Perpustakaan Anak Bangsa berdiri pada 1998 dan telah melalui proses panjang. Dengan jumlah koleksi 60.000 buku lebih, Anak Bangsa menjadi perpustakaan terbesar di Malang, bahkan Jawa Timur, yang didirikan oleh perorangan. Saat ini Perpustakaan Anak Bangsa tengah membuat Omah Sayur—kebun sayur gratis untuk masyarakat.
Ketua Forum Komunikasi Taman Baca Masyarakat Santoso Mahargono, mengatakan, saat ini di Malang Raya terdapat 120-an taman baca masyarakat (TBM). TBM terbaru muncul sebelum pandemi. Menurut Santoso, pandemi memang berdampak bagi munculnya TBM baru di Malang Raya.

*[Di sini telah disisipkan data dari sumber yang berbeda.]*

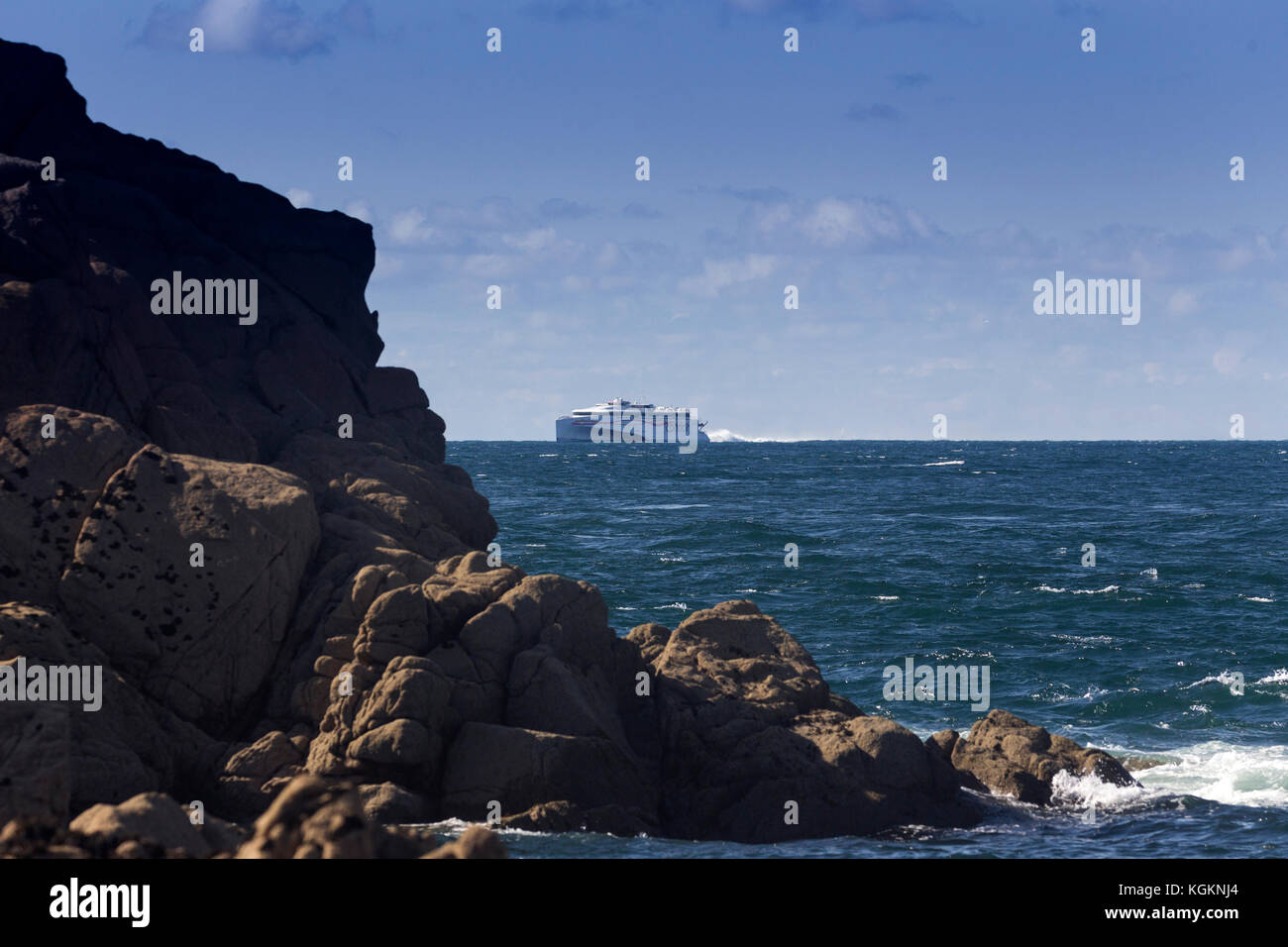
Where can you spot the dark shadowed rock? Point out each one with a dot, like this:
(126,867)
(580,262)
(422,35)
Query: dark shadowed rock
(150,817)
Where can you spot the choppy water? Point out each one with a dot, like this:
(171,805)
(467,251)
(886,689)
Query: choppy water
(965,553)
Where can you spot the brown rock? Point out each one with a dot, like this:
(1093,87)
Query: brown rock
(206,646)
(1012,757)
(476,841)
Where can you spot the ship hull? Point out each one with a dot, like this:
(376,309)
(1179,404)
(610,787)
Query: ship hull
(576,429)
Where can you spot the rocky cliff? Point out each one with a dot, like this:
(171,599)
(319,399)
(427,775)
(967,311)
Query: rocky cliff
(252,528)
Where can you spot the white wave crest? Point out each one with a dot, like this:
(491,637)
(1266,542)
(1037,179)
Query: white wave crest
(1223,774)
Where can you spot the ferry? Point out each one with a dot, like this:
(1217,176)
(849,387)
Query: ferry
(622,420)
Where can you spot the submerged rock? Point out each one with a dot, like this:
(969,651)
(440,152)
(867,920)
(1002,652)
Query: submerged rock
(1010,757)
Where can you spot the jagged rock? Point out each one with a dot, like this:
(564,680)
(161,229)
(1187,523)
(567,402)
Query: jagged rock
(566,817)
(1012,757)
(312,818)
(386,801)
(754,751)
(59,758)
(344,620)
(476,841)
(48,486)
(150,817)
(198,639)
(520,768)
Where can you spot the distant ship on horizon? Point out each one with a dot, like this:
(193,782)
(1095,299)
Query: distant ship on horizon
(622,420)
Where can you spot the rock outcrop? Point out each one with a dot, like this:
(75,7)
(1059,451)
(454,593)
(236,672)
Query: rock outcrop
(249,528)
(1009,757)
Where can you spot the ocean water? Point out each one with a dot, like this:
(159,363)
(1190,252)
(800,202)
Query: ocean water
(965,553)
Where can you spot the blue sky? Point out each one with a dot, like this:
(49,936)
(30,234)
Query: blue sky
(767,169)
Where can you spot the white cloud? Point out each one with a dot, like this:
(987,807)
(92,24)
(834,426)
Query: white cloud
(361,210)
(1227,360)
(407,227)
(717,274)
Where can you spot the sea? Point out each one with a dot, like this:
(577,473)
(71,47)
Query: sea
(1129,595)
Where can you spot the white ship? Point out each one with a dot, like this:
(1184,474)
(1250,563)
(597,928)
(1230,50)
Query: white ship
(622,420)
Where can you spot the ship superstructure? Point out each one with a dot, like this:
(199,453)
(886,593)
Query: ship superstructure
(622,420)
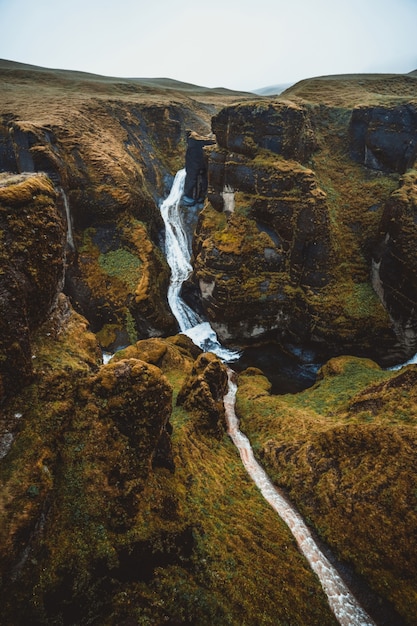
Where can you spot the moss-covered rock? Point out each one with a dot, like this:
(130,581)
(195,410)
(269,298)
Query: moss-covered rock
(32,257)
(203,392)
(344,451)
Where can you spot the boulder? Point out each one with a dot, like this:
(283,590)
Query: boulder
(32,259)
(203,391)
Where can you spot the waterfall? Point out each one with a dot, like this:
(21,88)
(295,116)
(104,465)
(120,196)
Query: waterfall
(70,238)
(344,606)
(178,256)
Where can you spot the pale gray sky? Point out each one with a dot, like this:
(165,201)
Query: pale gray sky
(239,44)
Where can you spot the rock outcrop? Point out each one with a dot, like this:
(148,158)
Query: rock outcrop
(203,392)
(111,148)
(32,259)
(289,255)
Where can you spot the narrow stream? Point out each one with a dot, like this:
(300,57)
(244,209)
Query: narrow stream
(343,604)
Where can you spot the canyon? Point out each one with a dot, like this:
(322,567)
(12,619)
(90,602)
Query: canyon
(122,499)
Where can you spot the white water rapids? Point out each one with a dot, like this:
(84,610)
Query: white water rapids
(343,604)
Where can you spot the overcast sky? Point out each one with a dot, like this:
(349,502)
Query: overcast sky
(239,44)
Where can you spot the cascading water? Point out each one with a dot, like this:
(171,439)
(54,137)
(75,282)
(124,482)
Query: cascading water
(345,607)
(343,604)
(178,256)
(70,238)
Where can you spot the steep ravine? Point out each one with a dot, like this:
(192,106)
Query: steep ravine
(345,607)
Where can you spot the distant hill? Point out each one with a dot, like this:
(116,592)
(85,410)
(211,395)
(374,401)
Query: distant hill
(153,83)
(272,90)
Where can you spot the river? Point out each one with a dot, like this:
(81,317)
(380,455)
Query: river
(344,605)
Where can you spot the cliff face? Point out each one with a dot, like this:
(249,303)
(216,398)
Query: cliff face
(110,147)
(122,500)
(300,245)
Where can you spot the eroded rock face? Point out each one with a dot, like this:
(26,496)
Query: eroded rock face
(395,262)
(111,150)
(288,257)
(276,240)
(32,258)
(203,392)
(384,138)
(284,128)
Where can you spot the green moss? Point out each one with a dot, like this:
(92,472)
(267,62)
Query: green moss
(344,452)
(121,264)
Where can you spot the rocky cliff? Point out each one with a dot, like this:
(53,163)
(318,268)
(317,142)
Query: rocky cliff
(321,222)
(122,500)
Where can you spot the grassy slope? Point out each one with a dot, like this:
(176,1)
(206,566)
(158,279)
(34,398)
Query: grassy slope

Mereka yang punya niat mendirikan, saat ini masih mengerem, menunggu situasi mereda. ”Saat ini yang ada masih berupa rencana. Setiap bulan masih ada dua-tiga orang yang menghubungi saya, menyampaikan maksud ingin mendirikan TBM,” katanya.
Taman baca, gubuk baca, atau ada yang membuat dengan istilah lain, kiranya menjadi angin segar bagi masyarakat, khususnya anak-anak yang tinggal di pelosok, untuk mendapatkan tambahan pengetahuan, karakter, atau paling tidak menjauhkan mereka dari terpaan perkembangan gadget…. (WER)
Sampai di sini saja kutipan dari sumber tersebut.